From July 17 - August 16, 1997, on the occasion of the third LA International, Blum & Poe will present an installation of new paintings and sculpture by Tokyo and New York-based artist Takashi Murakami. This project is in cooperation with Tomio Koyama Gallery, Tokyo.
Murakami is one of the few Japanese artists with a clear understanding of the historical premise that contemporary art in Japan arises from resistance to both Nihon-ga (specifically, the national form of painting developed during the process of modernization; an artificial invention combining the dominant form of painting in the Edo Era with various techniques and subjects from modern Western painting) and Yo-ga (which is, literally, Western style painting).

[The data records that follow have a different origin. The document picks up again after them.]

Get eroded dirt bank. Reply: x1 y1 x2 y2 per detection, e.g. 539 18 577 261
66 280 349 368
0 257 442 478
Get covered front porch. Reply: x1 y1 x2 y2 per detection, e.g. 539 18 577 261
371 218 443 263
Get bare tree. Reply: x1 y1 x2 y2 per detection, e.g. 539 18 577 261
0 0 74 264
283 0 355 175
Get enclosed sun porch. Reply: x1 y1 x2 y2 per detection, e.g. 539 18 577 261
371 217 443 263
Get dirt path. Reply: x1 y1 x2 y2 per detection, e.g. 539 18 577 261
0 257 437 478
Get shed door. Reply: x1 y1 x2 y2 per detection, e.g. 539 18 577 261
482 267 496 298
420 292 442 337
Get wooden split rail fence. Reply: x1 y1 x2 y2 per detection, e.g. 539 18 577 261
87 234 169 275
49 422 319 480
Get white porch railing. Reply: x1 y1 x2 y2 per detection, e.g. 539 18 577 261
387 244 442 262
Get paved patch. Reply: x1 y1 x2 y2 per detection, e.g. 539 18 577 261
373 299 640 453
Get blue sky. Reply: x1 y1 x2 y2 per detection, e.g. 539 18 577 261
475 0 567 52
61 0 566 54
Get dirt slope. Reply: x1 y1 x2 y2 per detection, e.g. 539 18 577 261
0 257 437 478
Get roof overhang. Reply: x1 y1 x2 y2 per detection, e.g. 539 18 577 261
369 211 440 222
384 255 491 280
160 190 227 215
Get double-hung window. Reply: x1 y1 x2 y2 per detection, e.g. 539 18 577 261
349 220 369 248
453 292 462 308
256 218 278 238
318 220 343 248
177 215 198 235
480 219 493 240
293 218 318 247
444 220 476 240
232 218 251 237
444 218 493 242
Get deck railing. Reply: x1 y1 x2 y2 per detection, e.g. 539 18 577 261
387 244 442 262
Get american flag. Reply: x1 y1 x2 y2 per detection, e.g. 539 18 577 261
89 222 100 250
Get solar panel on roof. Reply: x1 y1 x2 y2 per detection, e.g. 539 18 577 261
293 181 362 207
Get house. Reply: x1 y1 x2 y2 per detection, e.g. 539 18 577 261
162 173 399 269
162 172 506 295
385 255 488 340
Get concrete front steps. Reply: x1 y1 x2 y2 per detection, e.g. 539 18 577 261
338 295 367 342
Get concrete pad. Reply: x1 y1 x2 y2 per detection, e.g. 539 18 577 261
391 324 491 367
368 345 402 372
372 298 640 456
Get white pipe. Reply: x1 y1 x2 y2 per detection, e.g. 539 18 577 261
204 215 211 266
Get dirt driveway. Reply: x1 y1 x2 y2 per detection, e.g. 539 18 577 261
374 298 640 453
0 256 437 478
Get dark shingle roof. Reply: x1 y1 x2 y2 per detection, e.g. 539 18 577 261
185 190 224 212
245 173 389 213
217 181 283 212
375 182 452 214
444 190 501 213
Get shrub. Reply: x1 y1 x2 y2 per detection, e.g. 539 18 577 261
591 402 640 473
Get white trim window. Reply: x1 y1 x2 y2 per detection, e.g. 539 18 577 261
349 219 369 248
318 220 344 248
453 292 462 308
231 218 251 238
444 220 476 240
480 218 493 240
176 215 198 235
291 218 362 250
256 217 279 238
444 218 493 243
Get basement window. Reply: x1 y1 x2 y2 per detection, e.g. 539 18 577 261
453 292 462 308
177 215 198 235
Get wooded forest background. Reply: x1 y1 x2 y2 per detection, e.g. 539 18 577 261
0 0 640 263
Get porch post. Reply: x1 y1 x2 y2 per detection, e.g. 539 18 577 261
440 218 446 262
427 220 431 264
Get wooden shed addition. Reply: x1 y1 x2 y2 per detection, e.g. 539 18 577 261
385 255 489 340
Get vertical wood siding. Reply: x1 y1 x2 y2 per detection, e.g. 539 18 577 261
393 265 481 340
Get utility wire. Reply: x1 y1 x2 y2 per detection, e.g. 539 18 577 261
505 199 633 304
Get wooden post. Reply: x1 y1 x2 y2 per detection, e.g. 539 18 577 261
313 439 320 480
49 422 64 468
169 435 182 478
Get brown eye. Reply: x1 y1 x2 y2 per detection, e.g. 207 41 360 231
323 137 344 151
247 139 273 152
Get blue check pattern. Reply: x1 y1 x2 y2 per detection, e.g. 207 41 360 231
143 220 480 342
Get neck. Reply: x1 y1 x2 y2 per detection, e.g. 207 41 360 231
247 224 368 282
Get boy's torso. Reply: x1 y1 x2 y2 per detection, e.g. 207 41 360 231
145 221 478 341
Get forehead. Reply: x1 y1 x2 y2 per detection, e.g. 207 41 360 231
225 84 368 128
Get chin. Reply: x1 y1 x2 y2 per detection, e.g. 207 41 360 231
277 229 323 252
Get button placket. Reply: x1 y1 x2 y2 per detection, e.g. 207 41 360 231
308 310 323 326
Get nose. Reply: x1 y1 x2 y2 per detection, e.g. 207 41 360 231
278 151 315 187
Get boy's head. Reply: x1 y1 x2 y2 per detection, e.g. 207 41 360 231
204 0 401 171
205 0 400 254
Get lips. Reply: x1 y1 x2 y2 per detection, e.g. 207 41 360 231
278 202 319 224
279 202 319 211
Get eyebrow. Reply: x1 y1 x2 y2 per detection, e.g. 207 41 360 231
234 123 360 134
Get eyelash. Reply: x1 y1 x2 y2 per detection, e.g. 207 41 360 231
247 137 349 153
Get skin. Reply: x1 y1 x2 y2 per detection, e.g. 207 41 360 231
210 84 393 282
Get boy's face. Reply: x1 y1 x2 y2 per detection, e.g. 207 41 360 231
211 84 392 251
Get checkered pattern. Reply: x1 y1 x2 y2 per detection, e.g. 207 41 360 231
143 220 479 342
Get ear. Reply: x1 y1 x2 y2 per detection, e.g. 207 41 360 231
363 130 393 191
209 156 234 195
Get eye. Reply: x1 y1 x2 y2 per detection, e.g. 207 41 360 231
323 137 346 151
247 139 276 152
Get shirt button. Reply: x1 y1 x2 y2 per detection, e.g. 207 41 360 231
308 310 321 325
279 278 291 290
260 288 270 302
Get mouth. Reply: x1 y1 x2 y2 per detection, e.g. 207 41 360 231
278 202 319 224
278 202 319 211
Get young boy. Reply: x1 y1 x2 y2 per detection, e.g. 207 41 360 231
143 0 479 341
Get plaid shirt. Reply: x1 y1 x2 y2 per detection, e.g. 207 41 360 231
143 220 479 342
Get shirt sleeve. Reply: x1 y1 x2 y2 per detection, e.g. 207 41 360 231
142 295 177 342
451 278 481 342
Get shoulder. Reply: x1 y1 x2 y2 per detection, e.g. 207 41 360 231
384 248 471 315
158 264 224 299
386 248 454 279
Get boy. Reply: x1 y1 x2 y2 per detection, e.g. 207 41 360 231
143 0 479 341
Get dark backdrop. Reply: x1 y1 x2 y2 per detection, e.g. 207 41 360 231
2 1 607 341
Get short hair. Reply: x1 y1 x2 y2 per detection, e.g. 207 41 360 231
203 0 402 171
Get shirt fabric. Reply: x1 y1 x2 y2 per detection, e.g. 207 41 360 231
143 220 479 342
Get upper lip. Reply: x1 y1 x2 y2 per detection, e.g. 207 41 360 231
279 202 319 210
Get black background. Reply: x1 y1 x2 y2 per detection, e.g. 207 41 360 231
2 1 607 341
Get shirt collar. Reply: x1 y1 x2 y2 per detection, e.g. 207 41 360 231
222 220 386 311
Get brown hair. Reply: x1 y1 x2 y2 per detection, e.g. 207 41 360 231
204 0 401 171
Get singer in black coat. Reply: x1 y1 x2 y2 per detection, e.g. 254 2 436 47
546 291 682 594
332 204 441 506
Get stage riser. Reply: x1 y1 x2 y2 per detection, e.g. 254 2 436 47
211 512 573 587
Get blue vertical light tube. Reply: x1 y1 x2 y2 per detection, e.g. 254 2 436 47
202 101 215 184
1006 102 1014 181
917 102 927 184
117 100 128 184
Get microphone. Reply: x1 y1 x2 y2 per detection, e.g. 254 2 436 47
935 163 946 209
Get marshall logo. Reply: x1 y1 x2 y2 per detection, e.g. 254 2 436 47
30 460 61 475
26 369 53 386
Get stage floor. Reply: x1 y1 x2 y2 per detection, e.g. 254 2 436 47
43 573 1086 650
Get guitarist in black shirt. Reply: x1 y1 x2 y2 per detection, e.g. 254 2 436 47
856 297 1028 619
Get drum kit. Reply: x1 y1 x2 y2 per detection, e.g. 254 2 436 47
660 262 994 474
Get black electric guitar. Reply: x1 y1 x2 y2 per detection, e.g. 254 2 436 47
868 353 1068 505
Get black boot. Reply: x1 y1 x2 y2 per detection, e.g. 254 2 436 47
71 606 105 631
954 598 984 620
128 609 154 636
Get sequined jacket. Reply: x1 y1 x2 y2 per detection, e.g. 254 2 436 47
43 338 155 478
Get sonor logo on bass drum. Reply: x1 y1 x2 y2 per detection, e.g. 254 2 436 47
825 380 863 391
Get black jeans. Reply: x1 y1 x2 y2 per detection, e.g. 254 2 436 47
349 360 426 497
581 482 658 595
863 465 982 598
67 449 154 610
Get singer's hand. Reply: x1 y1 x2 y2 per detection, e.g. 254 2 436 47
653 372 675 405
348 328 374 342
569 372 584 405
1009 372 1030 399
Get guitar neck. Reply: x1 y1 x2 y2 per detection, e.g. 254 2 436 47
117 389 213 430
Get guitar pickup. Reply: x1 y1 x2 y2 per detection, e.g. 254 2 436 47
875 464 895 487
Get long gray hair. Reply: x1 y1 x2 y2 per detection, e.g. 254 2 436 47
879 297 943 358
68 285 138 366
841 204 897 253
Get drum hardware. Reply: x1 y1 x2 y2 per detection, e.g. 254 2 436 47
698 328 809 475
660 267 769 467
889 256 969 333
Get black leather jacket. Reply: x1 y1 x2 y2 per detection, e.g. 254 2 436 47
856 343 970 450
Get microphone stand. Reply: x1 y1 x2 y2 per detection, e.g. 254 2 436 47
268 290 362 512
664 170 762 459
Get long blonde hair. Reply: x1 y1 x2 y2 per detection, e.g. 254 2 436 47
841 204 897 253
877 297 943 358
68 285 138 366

A master Nihon-ga painter, Murakami brings together such diverse elements as plastic models, animated cartoons, advertising balloons, monsters, Nihon-ga, Pop-art, conceptual art and Abstract Expressionism. His understanding that the idea of Japan as "Mother Nature" is a fraudulent national identity constructed in the process of modernization coupled with his desire to not express himself, but to deconstruct himself, thoroughly reflects the contradictions and frictions in Japan's post-modernization development.
Murakami has exhibited widely throughout Europe and America, most recently at Feature and Gavin Brown's Enterprise in New York and will be the subject of a major one-person exhibition at Le Magasin in Grenoble in 1998.